Run a bigger diameter hose from the rig, then a smaller whip hose to the gun. I dont know the metric sizes but I would run at least 3/4" from the pump. Workaholic is right, even a 3' or 1 meter extension would save your back and shoulders.


----------



## NEPS.US (Feb 6, 2008)

NCPaint1 said:


> Cool, are you guys Polish?
> 
> Run a bigger diameter hose from the rig, then a smaller whip hose to the gun. I dont know the metric sizes but I would run at least 3/4" from the pump. Workaholic is right, even a 3' or 1 meter extension would save your back and shoulders.


3/4?? What the hell are you spraying? Molasses?


----------



## NCPaint1 (Aug 6, 2009)

NEPS.US said:


> 3/4?? What the hell are you spraying? Molasses?

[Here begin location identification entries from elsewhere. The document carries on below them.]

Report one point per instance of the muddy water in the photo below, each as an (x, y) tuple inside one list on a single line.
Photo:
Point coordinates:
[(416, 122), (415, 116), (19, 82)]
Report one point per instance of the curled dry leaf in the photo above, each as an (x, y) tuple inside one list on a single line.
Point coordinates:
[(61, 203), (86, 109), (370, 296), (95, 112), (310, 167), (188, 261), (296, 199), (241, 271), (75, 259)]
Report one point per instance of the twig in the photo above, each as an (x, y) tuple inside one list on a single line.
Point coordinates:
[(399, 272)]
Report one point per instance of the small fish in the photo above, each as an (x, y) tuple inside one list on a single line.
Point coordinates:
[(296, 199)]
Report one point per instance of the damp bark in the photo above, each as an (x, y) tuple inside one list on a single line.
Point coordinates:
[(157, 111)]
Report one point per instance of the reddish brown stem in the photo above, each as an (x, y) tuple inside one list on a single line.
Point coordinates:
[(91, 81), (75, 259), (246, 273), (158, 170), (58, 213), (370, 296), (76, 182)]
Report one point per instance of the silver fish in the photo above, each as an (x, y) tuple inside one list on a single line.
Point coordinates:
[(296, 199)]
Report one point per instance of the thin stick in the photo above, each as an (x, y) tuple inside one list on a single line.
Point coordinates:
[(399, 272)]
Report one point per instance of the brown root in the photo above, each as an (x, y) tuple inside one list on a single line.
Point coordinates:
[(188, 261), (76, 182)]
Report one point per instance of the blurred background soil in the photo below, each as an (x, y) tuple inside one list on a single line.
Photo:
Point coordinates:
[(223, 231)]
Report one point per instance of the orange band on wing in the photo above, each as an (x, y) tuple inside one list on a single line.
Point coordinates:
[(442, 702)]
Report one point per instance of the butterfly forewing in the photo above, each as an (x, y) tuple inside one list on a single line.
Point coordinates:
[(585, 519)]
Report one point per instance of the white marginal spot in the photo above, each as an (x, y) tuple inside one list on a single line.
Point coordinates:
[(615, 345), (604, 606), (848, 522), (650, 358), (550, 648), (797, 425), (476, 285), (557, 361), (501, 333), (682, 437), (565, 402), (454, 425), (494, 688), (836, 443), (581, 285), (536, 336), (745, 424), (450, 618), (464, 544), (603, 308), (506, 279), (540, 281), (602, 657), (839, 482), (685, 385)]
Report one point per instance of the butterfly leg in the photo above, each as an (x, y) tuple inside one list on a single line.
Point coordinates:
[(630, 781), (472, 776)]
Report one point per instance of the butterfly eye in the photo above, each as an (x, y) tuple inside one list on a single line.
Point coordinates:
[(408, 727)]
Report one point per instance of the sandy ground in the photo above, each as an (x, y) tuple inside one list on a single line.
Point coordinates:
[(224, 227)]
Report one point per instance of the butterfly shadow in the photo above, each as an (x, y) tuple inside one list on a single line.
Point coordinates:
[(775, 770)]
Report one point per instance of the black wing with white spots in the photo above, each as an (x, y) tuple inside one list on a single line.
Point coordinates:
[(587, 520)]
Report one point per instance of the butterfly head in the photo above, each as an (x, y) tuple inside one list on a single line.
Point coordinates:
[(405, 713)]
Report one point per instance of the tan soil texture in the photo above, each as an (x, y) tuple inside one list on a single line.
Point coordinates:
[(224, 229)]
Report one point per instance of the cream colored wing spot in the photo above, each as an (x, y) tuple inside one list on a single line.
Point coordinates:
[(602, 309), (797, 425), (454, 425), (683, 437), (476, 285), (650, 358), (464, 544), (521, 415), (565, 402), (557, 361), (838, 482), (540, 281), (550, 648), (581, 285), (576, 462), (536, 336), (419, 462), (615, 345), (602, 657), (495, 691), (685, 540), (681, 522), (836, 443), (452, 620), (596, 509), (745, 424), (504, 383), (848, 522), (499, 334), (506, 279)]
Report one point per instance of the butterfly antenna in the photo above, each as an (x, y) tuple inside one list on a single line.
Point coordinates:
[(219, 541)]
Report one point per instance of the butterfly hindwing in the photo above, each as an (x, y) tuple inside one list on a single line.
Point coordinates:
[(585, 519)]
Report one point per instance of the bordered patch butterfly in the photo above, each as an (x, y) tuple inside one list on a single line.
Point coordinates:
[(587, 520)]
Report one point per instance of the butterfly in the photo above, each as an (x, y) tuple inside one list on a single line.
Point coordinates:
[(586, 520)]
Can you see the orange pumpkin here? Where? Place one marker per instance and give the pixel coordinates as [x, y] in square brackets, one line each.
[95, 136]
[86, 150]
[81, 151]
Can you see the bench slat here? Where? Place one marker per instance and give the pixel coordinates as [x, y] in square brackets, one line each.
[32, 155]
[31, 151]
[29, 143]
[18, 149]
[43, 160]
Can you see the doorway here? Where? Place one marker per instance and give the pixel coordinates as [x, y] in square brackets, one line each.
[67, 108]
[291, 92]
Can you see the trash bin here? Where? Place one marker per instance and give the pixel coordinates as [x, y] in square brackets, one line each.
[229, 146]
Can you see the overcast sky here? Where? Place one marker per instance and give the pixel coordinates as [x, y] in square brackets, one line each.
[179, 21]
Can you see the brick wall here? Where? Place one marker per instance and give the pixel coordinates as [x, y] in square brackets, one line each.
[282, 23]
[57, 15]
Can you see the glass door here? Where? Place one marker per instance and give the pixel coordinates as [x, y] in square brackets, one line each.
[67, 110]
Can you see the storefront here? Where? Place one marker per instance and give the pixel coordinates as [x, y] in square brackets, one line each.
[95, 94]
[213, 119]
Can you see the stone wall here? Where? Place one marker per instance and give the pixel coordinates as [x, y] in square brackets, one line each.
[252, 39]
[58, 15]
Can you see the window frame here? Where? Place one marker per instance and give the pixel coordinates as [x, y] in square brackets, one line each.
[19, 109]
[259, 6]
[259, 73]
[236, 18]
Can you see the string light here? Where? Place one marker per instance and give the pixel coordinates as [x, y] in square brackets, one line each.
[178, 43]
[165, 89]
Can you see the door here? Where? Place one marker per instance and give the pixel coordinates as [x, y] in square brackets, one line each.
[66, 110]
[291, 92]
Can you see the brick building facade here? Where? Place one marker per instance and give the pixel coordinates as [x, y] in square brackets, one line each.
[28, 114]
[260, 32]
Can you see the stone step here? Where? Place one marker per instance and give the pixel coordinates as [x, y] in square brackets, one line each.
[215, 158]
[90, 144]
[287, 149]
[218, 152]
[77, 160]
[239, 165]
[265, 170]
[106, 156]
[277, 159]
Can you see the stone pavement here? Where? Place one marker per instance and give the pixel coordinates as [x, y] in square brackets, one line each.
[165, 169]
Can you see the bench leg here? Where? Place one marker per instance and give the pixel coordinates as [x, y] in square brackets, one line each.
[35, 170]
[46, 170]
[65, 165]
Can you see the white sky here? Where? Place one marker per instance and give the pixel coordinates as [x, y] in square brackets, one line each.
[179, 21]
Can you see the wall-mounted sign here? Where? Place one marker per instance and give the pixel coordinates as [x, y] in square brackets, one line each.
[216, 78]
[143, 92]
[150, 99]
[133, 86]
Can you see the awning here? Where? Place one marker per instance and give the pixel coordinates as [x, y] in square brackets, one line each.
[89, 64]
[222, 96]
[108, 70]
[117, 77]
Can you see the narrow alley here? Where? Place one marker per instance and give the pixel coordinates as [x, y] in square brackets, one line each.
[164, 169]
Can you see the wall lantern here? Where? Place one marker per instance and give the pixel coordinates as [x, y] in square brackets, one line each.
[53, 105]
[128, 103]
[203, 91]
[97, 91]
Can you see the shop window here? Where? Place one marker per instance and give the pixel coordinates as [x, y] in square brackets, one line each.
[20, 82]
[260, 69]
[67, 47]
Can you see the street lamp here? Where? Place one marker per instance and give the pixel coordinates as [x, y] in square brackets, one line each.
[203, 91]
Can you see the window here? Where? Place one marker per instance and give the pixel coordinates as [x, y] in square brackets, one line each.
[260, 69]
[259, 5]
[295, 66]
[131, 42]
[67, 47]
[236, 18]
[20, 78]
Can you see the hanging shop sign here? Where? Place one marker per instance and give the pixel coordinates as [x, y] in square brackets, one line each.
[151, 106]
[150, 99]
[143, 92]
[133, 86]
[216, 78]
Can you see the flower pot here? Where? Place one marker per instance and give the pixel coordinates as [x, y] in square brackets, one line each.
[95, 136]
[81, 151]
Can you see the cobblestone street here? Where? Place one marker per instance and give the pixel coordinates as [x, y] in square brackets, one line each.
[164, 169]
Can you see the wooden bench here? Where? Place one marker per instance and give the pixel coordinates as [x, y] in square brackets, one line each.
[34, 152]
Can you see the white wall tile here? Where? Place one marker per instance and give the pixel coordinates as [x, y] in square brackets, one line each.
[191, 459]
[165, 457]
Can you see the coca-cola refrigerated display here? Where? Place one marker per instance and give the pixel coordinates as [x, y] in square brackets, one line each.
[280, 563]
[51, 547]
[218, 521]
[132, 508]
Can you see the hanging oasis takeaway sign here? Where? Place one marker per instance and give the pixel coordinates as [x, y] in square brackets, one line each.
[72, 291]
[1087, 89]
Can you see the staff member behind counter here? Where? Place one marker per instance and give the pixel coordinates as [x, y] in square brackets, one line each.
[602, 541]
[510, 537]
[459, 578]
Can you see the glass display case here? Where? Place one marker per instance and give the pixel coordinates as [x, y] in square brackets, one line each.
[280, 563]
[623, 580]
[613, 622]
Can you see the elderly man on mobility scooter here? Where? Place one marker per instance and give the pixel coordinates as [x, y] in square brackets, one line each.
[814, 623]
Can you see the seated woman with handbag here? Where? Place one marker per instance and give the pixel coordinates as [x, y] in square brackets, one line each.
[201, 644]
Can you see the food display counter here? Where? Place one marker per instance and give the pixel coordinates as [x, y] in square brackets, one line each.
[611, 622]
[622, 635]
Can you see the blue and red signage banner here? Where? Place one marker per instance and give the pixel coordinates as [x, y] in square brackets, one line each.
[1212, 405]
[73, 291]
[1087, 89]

I think he was spraying joint compound.

3/4" hose is better for multi-gun setups and heavy material. You will get less pressure drop. You can run 25-50' of 3/4 then down to 1/2". :thumbsup:


----------



## johnpaint (Sep 20, 2008)

Yeah, I have had a pressure drop over the years too.I wondered what it was.


----------



## warczykikiEUpainter (Dec 14, 2008)

Yes we're Polish. whe hose in the mvie is 1\4 inch, way to small,big pressure drop. I ordered 3\8'' 15 meter but no big difference. Sprayed material is joint compound.What diameter hose i nned to order if i want to spray joint compound using electric kit? I found on Youtube video where some guys from Hungary are doing this with 6900 pwrtwin.


----------



## NCPaint1 (Aug 6, 2009)

warczykikiEUpainter said:


> Yes we're Polish. whe hose in the mvie is 1\4 inch, way to small,big pressure drop. I ordered 3\8'' 15 meter but no big difference. Sprayed material is joint compound.What diameter hose i nned to order if i want to spray joint compound using electric kit? I found on Youtube video where some guys from Hungary are doing this with 6900 pwrtwin.


Cool, my wife is Polish, she was born in Gorzow, Poland and still has family there :yes: 

You will probably need bigger than 3/8" hose for the compound. Also, remove all filters, from the gun and pump. Are you using 2 guns at a time? Maybe just go to a single gun setup. 

The more length of hose, the more pressure you lose. Usually around 100-200psi per 50'. Pressure shouldnt be the concern with joint compound, volume is what you need. The pump is big enough for a 2 gun setup with paint, but probably too small for 2 guns with compound. 

Try 1 gun with the 3/8" and see if its better. 

Definitely invest in an extension pole. I think 1 man with 6' extension pole could spray the room in the video as fast as the 2 men in the video.


----------



## NEPS.US (Feb 6, 2008)

NCPaint1 said:


> I think he was spraying joint compound.
> 
> 3/4" hose is better for multi-gun setups and heavy material. You will get less pressure drop. You can run 25-50' of 3/4 then down to 1/2". :thumbsup:


AH! I thought he was spraying paint. My bad.


----------



## johnpaint (Sep 20, 2008)

NEPS.US said:


> AH! I thought he was spraying paint. My bad.


No Chris I think he was spraying rocks and gravel, anyway with a 3/4 inch hose it's the same.


----------